Diplomatic friendships are tricky by design. Leaders are often thrust into defending the actions or statements of their ‘friends’ which they wouldn’t normally agree with. On this troubled island, no diplomatic friendship has been more important or more frustrating than that which we have with Britain.
This island, as it has been before, is at a crossroads.
The centenary of partition has seen unionism in turmoil, loyalist communities adrift, and the rumbling thunder of a border poll in the wake of the Brexit lightning bolt.
And, while we watch closely for the future, the past continues to dominate and Britain’s legacy in Northern Ireland is shoved most unwillingly under Westminster’s nose once more. Fifty years later, the families of those murdered in Ballymurphy received official word of what they had always known — that their loved ones were innocent, shot down with no justification, only to receive the most paltry of apologies.
Only a Conservative government which would renege on fragile agreements, propose an amnesty for their troops, and vote against their own interest in the name of ‘sovereignty' would deem it appropriate to insult the children of murdered parents and lie about the apology.
And so, into the breach, Taoiseach Micheál Martin travelled, like many before him, to shake the hand (or bump the elbow) with his opposite number — opposite being the operative word.
The thoughtful and analytical Cork man went to persuade the bombastic British prime minister that perhaps when it’s found your nation has unjustly killed its own citizens, it is best practice as a leader to acknowledge that finding.
Though Mr Martin tells us the British prime minister is “fully appraised” of the situation, he said, “I think he does understand it ... now.”
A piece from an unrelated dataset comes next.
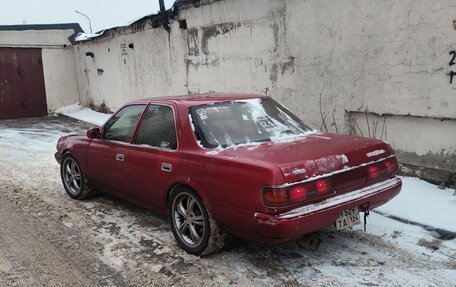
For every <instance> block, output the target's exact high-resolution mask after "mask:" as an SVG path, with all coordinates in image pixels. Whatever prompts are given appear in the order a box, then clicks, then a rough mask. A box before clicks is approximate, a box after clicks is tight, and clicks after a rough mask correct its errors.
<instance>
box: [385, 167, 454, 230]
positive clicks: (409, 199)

Mr Martin might be the perfect person to carry out this diplomatic wrestling match, as a teacher who has probably more than enough experience educating class clowns who already believe they know everything.
The post-Brexit relationship between Ireland and Britain has been strained and all moves towards repairing and ‘resetting’ as Martin labelled it, must be thoughtful and analytical too.
These meetings, though fewer than they used to be, will decide the fate of our nations, how our friends treat us in the future and should be seen as of the utmost importance.
As former taoiseach Sean Lemass, dead 50 years this week, once said: “A defeatist attitude now would surely lead to defeat ... We can’t opt out of the future.”